Welcome to my blog. My pen name is Eva James. I'm an aspiring writer paying the bills working as a legal secretary. Relentlessly bullied by my former boss, I looked for another job but the recession hit. Feeling trapped, I recorded everything in this blog, which serves as a revealing insight into workplace bullying. WEEK 1 starts the story and, as the weeks progress, you'll note what starts as banter soon spirals out of control. Sadly, it's all true. Whilst along the way I've found alternative employment, my passion for blogging about workplace bullying remains. Trevor Griffiths, legendary theatre, TV and film writer said at the outset, "I like the writing a lot: smart, cool, placed. If you were prepared/able to take your prick of a boss on, you'd marmelise him."

Saturday, 8 September 2012

WEEK 243 Around the Corner


Two weeks ago something happened that I’d come to think never would.

I saw Howard.

As I visited my local shops, I was surprised to see Howard as I came around a corner. He didn’t see me, being a little way down the street. He was loitering by my local gym. And he looked lost. What was he doing there?
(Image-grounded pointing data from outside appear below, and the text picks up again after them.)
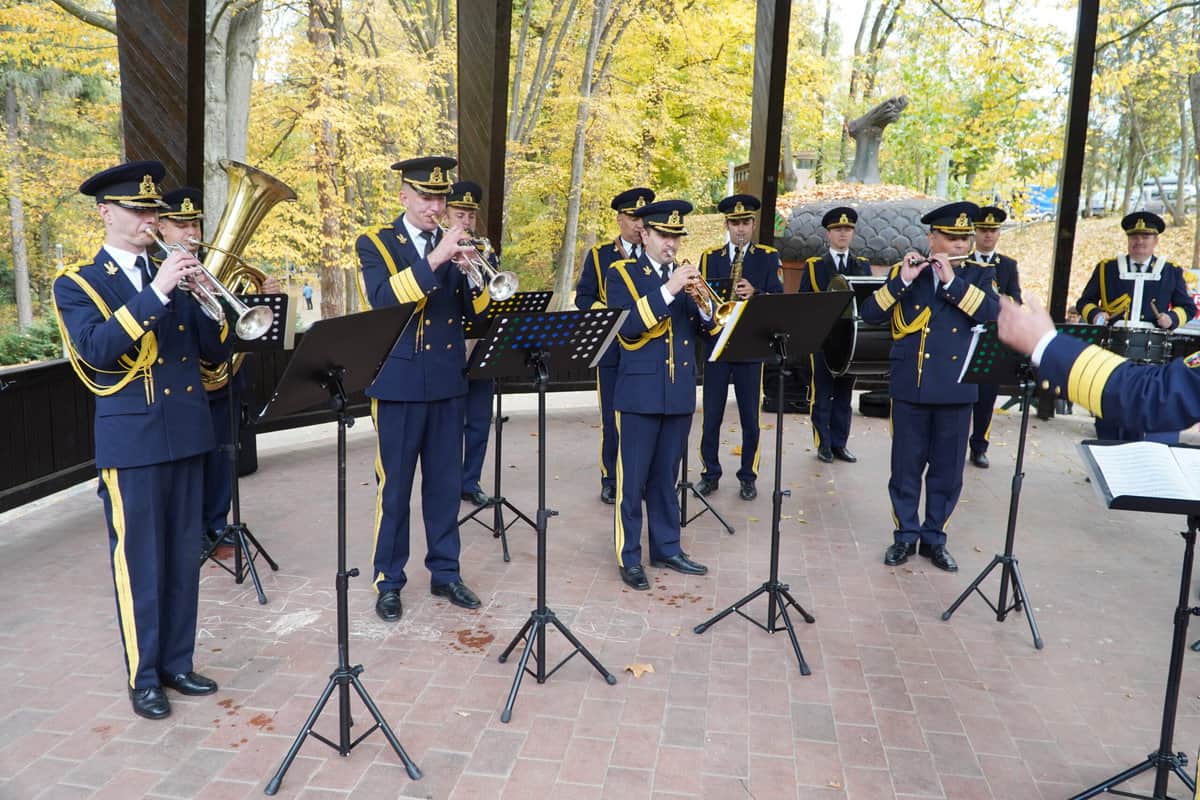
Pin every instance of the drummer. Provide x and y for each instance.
(1137, 289)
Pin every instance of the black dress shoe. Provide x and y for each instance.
(388, 606)
(898, 553)
(942, 558)
(681, 563)
(150, 703)
(841, 453)
(477, 497)
(190, 683)
(457, 594)
(635, 577)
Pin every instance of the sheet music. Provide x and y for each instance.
(1149, 469)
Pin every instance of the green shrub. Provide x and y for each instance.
(39, 342)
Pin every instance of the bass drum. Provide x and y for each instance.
(853, 347)
(1182, 342)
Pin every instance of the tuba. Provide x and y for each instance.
(250, 196)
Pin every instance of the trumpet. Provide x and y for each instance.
(703, 294)
(251, 323)
(478, 268)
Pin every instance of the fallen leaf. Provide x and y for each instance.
(639, 669)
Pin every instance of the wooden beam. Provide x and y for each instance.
(160, 46)
(484, 34)
(772, 25)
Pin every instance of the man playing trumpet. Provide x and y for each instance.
(136, 342)
(655, 394)
(418, 397)
(931, 304)
(753, 269)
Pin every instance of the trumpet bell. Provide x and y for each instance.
(255, 323)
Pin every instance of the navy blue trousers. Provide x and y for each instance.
(154, 530)
(829, 404)
(651, 452)
(606, 383)
(474, 432)
(747, 379)
(217, 476)
(432, 433)
(929, 443)
(981, 417)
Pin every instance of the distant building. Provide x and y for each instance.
(805, 161)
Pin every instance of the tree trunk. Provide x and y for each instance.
(564, 272)
(17, 211)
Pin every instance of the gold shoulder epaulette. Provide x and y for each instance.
(72, 268)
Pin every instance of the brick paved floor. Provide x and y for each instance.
(900, 704)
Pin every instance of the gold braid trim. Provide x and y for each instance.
(137, 367)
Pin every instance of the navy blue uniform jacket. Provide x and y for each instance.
(931, 330)
(657, 373)
(1110, 289)
(430, 359)
(120, 335)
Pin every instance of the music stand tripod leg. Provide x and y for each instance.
(345, 675)
(778, 595)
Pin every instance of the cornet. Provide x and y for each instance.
(475, 265)
(251, 323)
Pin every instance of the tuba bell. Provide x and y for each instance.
(251, 194)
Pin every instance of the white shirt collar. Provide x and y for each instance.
(129, 263)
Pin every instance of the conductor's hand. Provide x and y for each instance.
(1023, 326)
(911, 266)
(178, 266)
(681, 277)
(450, 247)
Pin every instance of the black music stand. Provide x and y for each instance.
(1162, 761)
(521, 302)
(989, 361)
(775, 326)
(246, 548)
(335, 359)
(527, 344)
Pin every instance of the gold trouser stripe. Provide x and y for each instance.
(125, 317)
(971, 300)
(1089, 376)
(600, 405)
(381, 480)
(121, 571)
(618, 528)
(813, 400)
(757, 450)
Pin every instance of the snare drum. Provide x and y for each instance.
(1182, 341)
(1141, 342)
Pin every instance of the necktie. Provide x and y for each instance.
(144, 270)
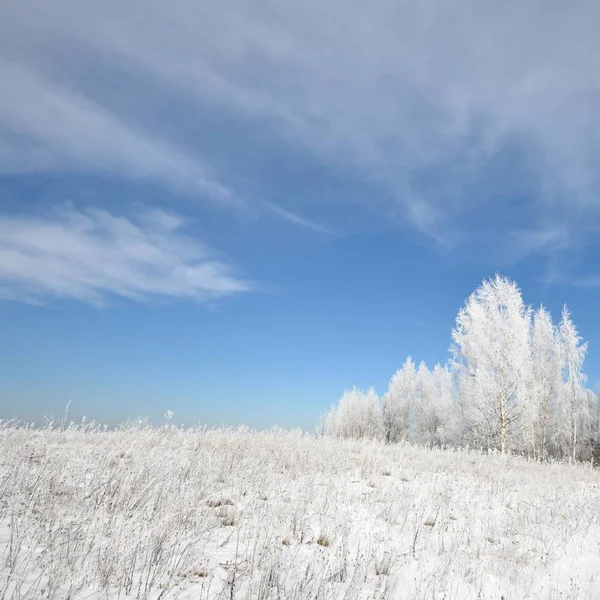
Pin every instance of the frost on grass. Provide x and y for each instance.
(213, 514)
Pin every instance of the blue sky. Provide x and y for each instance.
(237, 212)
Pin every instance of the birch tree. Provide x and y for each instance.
(398, 405)
(545, 383)
(491, 345)
(574, 351)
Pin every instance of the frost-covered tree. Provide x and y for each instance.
(491, 354)
(398, 404)
(447, 422)
(357, 415)
(545, 383)
(426, 404)
(576, 398)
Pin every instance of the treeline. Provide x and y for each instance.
(514, 382)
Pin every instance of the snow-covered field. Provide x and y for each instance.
(200, 514)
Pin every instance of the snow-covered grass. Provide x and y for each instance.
(147, 512)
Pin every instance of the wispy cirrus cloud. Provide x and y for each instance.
(420, 99)
(93, 256)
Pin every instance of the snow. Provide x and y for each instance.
(207, 514)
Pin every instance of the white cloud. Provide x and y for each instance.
(396, 90)
(293, 217)
(93, 255)
(51, 127)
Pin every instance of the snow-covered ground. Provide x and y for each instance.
(201, 514)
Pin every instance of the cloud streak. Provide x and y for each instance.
(93, 256)
(417, 98)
Was he was deliberately trying to run into me or was he was uncomfortable about being so close to one of my haunts?

Who knows?

I coped rather well. I surprised myself. Good luck to him, I thought. I’m over it

But that was until a few personal difficulties arose with loved ones this week. I’m still hypersensitive to anxiety. Even years later, an upset in my private life leaves me feeling hopeless and scared. I’m exhausted. I can’t relax. The panic attacks come back. I can’t sleep or I’m suffering with night sweats/nightmares. I find it impossible to concentrate.

Howard isn’t the problem. That’s how I could calmly watch him for a few minutes as he stuffed his hands in his pockets, moved down the street and frowned at the properties in an estate agent’s window. It was like poking a bruise and realising it no longer hurts. I was struck to find it wasn’t the least bit upsetting.

So what is evidently a problem is the emotional touch paper he’s left me with. It’s the buttons in my head that loved ones can inadvertently press to cause a meltdown.

Can we fix the damage caused by workplace bullying?

It’s a slow old process, but I’m still hopeful. You never know what’s round the corner; sometimes it’s Howard, sometimes it’s heartbreak and with teacher training only two weeks away – sometimes it’s a new start.

Very best
BBTB

3 comments:

Andy Platt said...

Recognise those feelings of hypersensitivity. dunno how I'd cope with seeing the manager who messed me up.

Last time I saw her was at the Employment Tribunal where I successfully demonstrated some of her lies. But that's not the same as seeing them in the wild.

Hey ho, starting new counseling next week...

Warrior Day said...

My company keep bringing my bully boss back into the office for cosy chats.

I thought I was weak for feeling panic and sickness just seeing her.

I'm starting a new session of counselling. Enjoy your teacher training, I'm sure you'll be terrific.

redrider said...

I still have nightmares about the people involved and have a feeling this will stay with me for a very long time. How will i feel when I meet them again? Don't know - will require great self control.